Safety and Tolerability Compared to Placebo

The safety of CAMBIA was evaluated in 2 phase III, placebo-controlled trials with 1018 migraineurs.1

Treatment-related adverse events with incidence >1% and greater than placebo in the 2 phase III clinical studies combined.1

Event CAMBIA (n=634) Placebo (n=646)
Nausea 3% 2%
Dizziness 1% 0.5%
  • No patients withdrew due to a serious reaction1
  • The most common adverse events resulting in discontinuation of patients following CAMBIA dosing in controlled clinical trials were urticaria (0.2%) and flushing (0.2%)1
  • The majority of adverse events were mild to moderate and transient2,3


Hematologic Toxicity
Anemia has occurred in NSAID-treated patients. This may be due to occult or gross blood loss, fluid retention, or an incompletely described effect upon erythropoiesis. If a patient treated with CAMBIA has any signs or symptoms of anemia, monitor hemoglobin or hematocrit.

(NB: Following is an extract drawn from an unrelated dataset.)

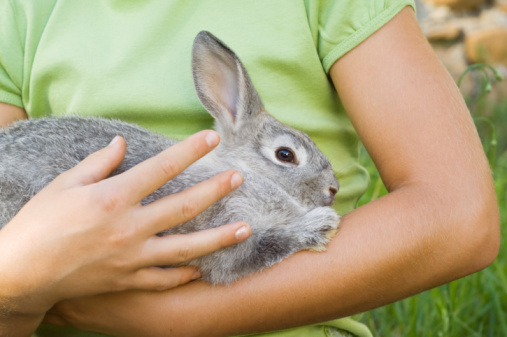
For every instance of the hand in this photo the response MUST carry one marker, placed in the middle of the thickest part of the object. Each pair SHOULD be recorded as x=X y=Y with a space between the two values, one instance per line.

NSAIDs, including CAMBIA, may increase the risk of bleeding events. Concomitant use of warfarin and other anticoagulants, antiplatelet agents (e.g., aspirin), and serotonin reuptake inhibitors (SSRIs) and serotonin norepinephrine reuptake inhibitors (SNRIs) may increase this risk. Monitor these patients and any patient who may be adversely affected by alterations in platelet function for signs of bleeding.


1. CAMBIA [package insert]. Newark, CA: Depomed, Inc; 2016. 2. Diener HC, Montagna P, Gács G, et al. Efficacy and tolerability of diclofenac potassium sachets in migraine: a randomized, double-blind, cross-over study in comparison with diclofenac potassium tablets and placebo. Cephalalgia. 2006;26(5):537-547. 3. Lipton RB, Grosberg B, Singer RP, et al. Efficacy and tolerability of a new powdered formulation of diclofenac potassium for oral solution for the acute treatment of migraine: results from the International Migraine Pain Assessment Clinical Trial (IMPACT). Cephalalgia. 2010;30(11):1336-1345.